La llegada
Como para hacerme quedar mal, menos de veinticuatro horas después de haber escrito que mi hijo menor se resistía tenazmente a nacer, el susodicho decidió hacer su entrada triunfal.
El miércoles diecisiete, en el transcurso de la mañana, mi familia y yo nos dirigimos hacia una fábrica de muebles, a retirar la mesa para la cocina que nos andaba haciendo falta. Durante el viaje, logré percibir algunas molestias en el abdomen que iban y venían. Como no eran muy fuertes ni regulares, decidí nuevamente no avisarle a la tropa, para no ponerlos más nerviosos de lo que ya estaban. Sin embargo, mamá se dio cuenta que algo pasaba cuando vio mi cara en el momento en que la gorda, con el auto, se comía un tremendo pozo. Otra vez tuve que decirle que se calme y otra vez la doña empezó a caminar por las paredes.

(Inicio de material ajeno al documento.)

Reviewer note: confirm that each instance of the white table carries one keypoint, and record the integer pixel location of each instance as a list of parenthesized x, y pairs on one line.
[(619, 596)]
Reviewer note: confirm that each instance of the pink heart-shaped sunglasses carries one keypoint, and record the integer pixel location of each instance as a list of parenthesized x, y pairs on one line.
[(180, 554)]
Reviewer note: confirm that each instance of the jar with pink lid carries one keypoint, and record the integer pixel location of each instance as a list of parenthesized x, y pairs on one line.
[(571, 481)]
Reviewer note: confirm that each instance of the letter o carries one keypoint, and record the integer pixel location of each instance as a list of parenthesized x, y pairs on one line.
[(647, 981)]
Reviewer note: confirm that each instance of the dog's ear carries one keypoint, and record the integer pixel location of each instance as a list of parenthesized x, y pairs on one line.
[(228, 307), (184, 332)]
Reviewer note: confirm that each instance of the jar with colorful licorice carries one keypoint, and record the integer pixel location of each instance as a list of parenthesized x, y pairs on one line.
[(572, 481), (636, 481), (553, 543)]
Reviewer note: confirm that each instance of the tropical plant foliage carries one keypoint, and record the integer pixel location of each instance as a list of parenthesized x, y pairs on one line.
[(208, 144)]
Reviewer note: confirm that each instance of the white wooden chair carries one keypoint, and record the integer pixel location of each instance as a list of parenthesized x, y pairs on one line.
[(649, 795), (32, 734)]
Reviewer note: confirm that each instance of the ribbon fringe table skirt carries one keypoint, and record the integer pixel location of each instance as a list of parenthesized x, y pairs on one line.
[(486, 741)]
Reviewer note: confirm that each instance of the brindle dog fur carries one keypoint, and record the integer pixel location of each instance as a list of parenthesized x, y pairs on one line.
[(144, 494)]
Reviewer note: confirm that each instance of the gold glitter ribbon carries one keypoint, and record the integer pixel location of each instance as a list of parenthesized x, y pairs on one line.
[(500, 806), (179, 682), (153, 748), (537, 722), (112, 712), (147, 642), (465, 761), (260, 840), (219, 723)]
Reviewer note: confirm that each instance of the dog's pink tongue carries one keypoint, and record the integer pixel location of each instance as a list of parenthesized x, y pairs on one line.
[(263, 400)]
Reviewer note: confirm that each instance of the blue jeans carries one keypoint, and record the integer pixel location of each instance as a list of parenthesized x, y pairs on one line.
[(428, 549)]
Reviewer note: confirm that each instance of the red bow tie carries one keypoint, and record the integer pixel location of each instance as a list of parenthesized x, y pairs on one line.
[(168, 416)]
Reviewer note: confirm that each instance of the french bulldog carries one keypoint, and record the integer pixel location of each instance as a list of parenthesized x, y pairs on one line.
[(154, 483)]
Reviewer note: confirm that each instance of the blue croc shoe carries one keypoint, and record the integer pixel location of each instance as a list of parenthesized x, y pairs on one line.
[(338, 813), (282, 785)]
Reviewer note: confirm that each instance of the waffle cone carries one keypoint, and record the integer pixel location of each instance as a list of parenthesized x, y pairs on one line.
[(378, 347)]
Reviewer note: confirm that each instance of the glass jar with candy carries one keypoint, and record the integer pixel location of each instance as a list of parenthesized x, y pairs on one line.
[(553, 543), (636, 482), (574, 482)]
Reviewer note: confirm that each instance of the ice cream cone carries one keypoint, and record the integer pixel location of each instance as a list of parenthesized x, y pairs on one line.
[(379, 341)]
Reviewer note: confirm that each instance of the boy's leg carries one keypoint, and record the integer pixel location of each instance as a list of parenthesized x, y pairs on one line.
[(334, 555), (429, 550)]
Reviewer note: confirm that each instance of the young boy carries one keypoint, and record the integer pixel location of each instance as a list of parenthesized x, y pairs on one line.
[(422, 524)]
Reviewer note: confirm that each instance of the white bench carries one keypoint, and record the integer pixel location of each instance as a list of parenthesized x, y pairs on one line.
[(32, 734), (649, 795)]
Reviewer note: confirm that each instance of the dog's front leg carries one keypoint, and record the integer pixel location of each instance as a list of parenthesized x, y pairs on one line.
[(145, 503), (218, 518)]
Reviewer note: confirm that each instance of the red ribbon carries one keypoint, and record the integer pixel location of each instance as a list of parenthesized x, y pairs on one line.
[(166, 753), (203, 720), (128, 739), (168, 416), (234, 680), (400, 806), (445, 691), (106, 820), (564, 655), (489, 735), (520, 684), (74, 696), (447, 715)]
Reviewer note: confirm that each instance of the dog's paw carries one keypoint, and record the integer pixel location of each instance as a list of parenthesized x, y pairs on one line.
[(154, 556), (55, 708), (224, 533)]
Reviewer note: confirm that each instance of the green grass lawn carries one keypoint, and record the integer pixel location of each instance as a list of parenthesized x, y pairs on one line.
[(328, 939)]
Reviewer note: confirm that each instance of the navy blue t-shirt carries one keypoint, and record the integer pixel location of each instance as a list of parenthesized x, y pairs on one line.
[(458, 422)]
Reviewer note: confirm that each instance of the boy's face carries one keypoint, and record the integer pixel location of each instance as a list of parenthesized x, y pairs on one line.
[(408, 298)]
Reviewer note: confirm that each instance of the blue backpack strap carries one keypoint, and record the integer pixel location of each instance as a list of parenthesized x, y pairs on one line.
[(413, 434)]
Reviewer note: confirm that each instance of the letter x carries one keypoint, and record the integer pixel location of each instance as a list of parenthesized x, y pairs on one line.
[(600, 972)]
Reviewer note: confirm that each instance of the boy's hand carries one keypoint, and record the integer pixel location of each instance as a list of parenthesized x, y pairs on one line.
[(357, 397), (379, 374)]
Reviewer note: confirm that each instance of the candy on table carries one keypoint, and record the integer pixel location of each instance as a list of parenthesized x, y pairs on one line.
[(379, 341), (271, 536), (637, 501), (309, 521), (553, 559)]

Yo, mientras tanto, de lo más tranquila. Mientras la gorda compraba algo para almorzar, estaba con el traste en el piso y la pinza en la mano, armando mi recientemente adquirida mesa. No es necesario que aclare que mamá me quería ahorcar…
Apenas un par de horas después, mientras almorzábamos, sentí un dolor que me obligó a levantarme de la silla. Cinco minutos después, otro igual. Y en otros cinco minutos, se vino el tercero. Evidentemente, la joda había empezado.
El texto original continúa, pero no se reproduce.